Horrornachrichten vom Nachbarn im Urlaubsidyll DomRep
Auch deutsche Touristen bekommen Not im nahen Haiti mit
 
von  Yvonne Brandenberg

Sonne, Traumstrände und All-inclusive-Service – das ist es, was jährlich mehr als 200.000 deutsche Touristen in die Dominikanische Republik zieht. Einfach mal ausspannen und alle Probleme hinter sich lassen. Doch angesichts des Elends im benachbarten Haiti ist dies derzeit nicht so einfach. Einige Touristen versuchen trotzdem, alles auszublenden, was ihre Urlaubsidylle stört – andere aber kommen ins Grübeln.

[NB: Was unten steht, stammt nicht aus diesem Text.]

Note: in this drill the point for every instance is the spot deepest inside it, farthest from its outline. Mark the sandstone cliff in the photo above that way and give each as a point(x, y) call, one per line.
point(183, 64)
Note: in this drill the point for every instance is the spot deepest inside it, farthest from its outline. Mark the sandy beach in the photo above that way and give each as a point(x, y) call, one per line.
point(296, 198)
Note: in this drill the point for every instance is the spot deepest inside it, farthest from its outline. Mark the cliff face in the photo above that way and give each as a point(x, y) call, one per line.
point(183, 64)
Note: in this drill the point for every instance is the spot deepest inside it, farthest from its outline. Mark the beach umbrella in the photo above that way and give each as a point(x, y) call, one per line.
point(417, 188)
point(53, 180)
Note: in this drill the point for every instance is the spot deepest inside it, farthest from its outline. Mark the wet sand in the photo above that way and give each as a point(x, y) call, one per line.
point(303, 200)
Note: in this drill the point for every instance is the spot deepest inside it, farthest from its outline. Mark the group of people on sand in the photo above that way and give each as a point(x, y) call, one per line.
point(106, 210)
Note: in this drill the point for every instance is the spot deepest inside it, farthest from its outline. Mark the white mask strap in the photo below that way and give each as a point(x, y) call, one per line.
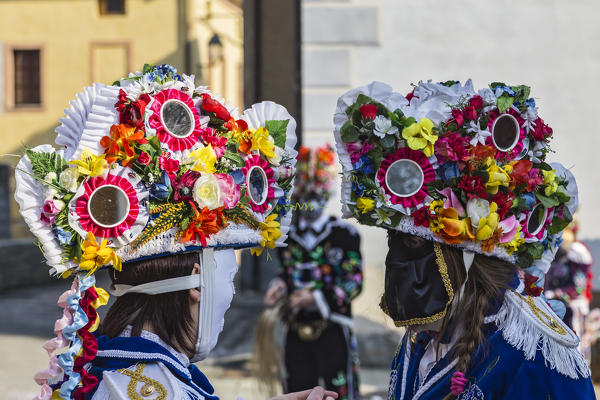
point(468, 257)
point(158, 287)
point(207, 299)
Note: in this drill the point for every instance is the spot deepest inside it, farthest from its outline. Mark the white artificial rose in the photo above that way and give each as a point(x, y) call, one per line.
point(206, 192)
point(477, 208)
point(59, 204)
point(383, 126)
point(276, 160)
point(50, 176)
point(68, 179)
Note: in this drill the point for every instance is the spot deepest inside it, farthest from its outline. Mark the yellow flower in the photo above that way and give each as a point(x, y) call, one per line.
point(204, 159)
point(364, 204)
point(90, 164)
point(515, 243)
point(551, 182)
point(497, 176)
point(270, 232)
point(488, 225)
point(419, 136)
point(437, 206)
point(94, 256)
point(262, 142)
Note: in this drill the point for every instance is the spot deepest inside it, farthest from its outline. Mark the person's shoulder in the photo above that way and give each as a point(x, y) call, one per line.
point(533, 333)
point(142, 380)
point(343, 226)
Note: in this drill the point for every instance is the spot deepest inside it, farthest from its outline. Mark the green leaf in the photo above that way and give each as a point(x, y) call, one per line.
point(349, 133)
point(234, 158)
point(277, 130)
point(504, 102)
point(388, 141)
point(547, 201)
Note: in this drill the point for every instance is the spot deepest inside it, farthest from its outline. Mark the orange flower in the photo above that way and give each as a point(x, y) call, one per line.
point(119, 144)
point(205, 223)
point(454, 230)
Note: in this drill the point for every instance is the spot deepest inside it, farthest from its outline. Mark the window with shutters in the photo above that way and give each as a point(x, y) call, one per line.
point(111, 7)
point(27, 79)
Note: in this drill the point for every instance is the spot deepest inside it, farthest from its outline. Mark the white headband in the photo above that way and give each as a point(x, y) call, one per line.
point(157, 287)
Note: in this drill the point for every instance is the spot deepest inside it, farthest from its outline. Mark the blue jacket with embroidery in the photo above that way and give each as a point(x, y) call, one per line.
point(499, 370)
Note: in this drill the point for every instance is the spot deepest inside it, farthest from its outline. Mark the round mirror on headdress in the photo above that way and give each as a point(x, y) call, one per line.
point(404, 178)
point(177, 118)
point(537, 219)
point(505, 132)
point(258, 185)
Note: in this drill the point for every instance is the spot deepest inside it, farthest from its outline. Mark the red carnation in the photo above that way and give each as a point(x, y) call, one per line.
point(132, 112)
point(473, 186)
point(470, 113)
point(458, 117)
point(504, 201)
point(541, 131)
point(212, 106)
point(368, 111)
point(476, 102)
point(421, 217)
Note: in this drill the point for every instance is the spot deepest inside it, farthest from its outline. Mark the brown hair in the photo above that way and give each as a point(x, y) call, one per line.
point(487, 280)
point(167, 314)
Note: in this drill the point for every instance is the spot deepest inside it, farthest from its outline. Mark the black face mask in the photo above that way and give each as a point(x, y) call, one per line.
point(417, 286)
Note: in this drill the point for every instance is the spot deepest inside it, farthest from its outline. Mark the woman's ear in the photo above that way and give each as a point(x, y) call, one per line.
point(195, 293)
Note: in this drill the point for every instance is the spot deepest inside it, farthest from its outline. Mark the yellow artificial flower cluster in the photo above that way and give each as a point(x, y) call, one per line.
point(497, 176)
point(419, 136)
point(204, 159)
point(96, 255)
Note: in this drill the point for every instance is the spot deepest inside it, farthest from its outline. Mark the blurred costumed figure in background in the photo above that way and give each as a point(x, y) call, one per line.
point(320, 275)
point(570, 280)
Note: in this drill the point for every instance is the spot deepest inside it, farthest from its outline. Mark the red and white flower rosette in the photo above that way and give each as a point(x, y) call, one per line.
point(86, 214)
point(155, 121)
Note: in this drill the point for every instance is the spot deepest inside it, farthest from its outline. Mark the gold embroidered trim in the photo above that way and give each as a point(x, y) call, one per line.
point(149, 387)
point(443, 269)
point(546, 319)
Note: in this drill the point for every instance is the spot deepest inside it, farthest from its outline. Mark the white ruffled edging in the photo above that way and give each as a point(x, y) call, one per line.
point(526, 331)
point(29, 195)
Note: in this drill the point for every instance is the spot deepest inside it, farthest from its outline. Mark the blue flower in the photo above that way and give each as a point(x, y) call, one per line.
point(161, 191)
point(448, 171)
point(358, 188)
point(364, 165)
point(64, 237)
point(529, 199)
point(238, 176)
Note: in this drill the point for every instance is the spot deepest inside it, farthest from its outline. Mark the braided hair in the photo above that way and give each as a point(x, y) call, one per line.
point(487, 280)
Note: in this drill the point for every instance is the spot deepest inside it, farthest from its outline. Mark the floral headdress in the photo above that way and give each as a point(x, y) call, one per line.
point(456, 166)
point(314, 172)
point(150, 166)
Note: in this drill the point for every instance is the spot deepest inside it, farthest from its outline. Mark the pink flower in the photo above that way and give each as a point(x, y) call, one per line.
point(50, 210)
point(166, 163)
point(354, 149)
point(230, 191)
point(144, 158)
point(476, 102)
point(458, 117)
point(509, 229)
point(470, 113)
point(218, 142)
point(541, 131)
point(451, 147)
point(452, 201)
point(182, 188)
point(368, 111)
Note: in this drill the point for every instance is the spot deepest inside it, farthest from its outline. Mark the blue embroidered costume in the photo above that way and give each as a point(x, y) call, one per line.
point(145, 365)
point(522, 358)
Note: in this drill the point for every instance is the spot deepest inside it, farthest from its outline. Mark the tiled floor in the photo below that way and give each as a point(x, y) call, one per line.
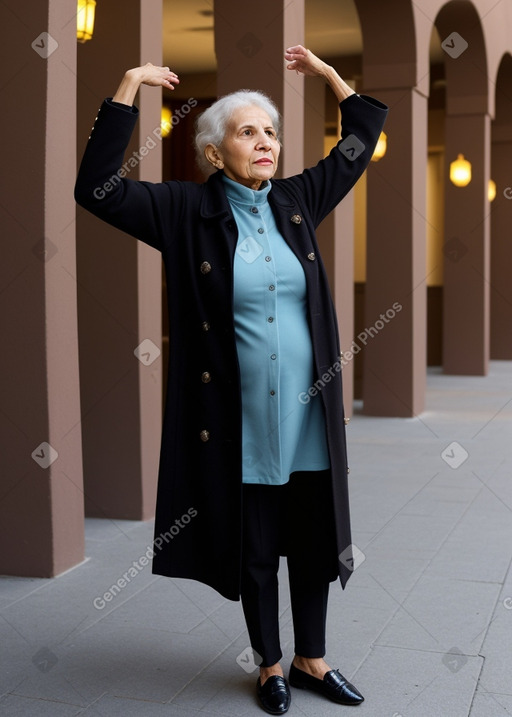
point(424, 628)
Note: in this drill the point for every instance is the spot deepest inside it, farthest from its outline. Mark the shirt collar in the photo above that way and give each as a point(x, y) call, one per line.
point(240, 194)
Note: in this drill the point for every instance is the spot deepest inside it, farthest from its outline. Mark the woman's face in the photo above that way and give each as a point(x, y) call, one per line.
point(249, 152)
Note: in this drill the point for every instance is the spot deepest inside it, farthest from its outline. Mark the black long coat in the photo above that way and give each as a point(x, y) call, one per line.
point(198, 514)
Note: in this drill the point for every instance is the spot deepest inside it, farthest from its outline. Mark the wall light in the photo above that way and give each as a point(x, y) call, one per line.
point(460, 171)
point(85, 20)
point(166, 121)
point(380, 149)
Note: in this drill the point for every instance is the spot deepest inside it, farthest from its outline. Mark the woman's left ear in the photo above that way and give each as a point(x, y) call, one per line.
point(213, 156)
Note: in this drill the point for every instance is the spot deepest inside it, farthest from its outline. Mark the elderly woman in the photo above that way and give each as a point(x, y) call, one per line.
point(253, 460)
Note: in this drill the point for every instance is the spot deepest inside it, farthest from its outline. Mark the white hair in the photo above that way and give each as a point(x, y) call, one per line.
point(211, 124)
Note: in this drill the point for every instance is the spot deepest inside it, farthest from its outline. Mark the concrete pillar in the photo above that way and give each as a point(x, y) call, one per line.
point(501, 252)
point(501, 214)
point(466, 319)
point(250, 49)
point(394, 358)
point(395, 313)
point(41, 506)
point(120, 287)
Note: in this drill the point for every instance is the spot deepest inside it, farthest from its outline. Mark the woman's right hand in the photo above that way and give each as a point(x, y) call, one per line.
point(147, 74)
point(155, 76)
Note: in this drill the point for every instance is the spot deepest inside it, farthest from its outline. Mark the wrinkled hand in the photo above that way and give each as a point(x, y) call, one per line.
point(155, 76)
point(304, 61)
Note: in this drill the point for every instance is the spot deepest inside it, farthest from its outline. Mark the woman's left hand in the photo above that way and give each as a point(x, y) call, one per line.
point(304, 61)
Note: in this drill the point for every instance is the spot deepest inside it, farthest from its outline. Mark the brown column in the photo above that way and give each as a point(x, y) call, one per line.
point(501, 246)
point(119, 287)
point(250, 46)
point(395, 333)
point(501, 214)
point(41, 506)
point(466, 249)
point(466, 227)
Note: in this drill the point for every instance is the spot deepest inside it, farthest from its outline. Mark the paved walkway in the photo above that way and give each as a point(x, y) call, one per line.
point(424, 628)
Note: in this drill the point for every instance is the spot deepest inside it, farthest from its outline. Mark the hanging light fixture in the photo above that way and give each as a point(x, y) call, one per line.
point(85, 20)
point(460, 171)
point(166, 121)
point(381, 147)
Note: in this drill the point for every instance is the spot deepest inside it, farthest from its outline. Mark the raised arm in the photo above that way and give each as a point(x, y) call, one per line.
point(148, 74)
point(322, 187)
point(104, 186)
point(307, 63)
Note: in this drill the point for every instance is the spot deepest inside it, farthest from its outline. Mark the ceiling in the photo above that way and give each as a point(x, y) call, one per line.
point(332, 30)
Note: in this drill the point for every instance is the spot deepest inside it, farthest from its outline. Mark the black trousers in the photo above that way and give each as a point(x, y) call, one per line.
point(296, 520)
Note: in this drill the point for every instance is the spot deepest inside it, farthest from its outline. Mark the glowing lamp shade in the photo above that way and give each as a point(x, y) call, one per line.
point(460, 171)
point(85, 20)
point(380, 149)
point(166, 121)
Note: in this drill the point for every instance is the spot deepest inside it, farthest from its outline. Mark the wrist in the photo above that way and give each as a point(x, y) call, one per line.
point(133, 76)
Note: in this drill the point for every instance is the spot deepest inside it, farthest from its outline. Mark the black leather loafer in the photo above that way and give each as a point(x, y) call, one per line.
point(334, 686)
point(274, 696)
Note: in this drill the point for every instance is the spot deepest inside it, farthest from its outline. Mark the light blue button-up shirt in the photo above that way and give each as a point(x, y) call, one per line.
point(280, 434)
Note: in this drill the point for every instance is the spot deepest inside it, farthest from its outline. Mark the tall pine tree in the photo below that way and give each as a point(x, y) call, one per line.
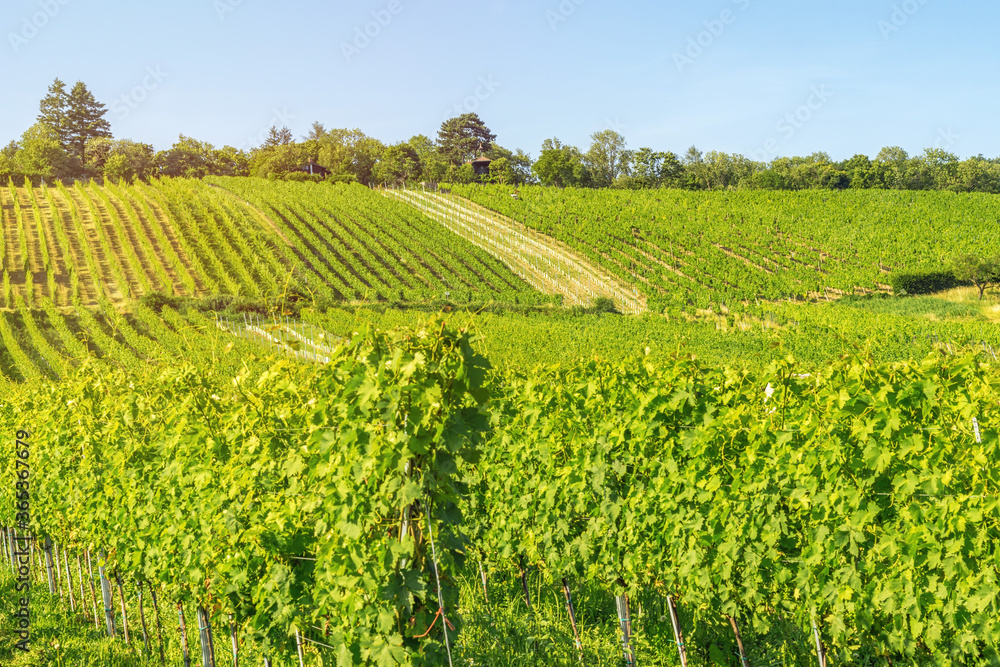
point(52, 111)
point(462, 137)
point(84, 120)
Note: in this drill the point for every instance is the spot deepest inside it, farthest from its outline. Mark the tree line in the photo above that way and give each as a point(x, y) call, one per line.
point(71, 138)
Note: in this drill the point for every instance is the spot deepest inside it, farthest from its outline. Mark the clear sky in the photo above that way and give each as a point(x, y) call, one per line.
point(758, 77)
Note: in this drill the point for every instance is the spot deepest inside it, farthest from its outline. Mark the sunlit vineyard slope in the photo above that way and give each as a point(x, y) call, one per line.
point(700, 248)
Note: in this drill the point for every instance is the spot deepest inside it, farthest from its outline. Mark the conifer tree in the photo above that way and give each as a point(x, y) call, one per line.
point(84, 120)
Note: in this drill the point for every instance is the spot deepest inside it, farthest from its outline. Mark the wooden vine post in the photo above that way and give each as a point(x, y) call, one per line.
point(69, 582)
point(54, 554)
point(625, 622)
point(142, 620)
point(675, 621)
point(48, 565)
point(182, 626)
point(205, 638)
point(79, 572)
point(93, 592)
point(739, 642)
point(121, 598)
point(236, 646)
point(524, 585)
point(572, 620)
point(298, 648)
point(109, 612)
point(820, 650)
point(159, 624)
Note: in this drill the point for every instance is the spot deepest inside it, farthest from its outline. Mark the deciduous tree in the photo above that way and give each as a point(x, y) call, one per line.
point(980, 270)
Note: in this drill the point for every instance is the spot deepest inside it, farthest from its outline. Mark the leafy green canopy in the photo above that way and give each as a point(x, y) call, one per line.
point(299, 497)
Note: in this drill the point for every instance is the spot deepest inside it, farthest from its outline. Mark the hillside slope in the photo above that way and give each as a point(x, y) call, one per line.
point(699, 248)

Am feinen Sandstrand von Boca Chica in der Nähe von Santo Domingo, der dominikanischen Hauptstadt, reihen sich braun gebrannte Körper unter bunten Sonnenschirmen aneinander. Die Urlauber scherzen miteinander, gießen sich ein Bier ein, träumen mit Blick auf das türkisblaue Meer oder lassen sich genüsslich auf ihrer Liege ausgestreckt eine Pediküre verpassen. Zu ihrem sorgenfreien Leben passen die schrecklichen Nachrichten aus der 290 Kilometer Luftlinie entfernten haitianischen Hauptstadt Port-au-Prince nicht. “Davon kriegt man hier gar nichts mit”, sagen drei Touristinnen aus Erfurt, die ihre Namen nicht nennen wollen. Sie wollen ausspannen und alle Probleme vergessen.

Auch Erich Jürgen will sich von den Nachrichten aus Haiti den Urlaub nicht verderben lassen. “Man macht sich schon so seine Gedanken, dass das hier alles so weiter geht, als wenn nichts gewesen wäre”, sagt der Magdeburger, der mit seiner Frau knapp zwei Wochen in einer Ferienanlage gebucht hat. Dann fügt er hinzu: “Die Gedanken schiebt man weg”.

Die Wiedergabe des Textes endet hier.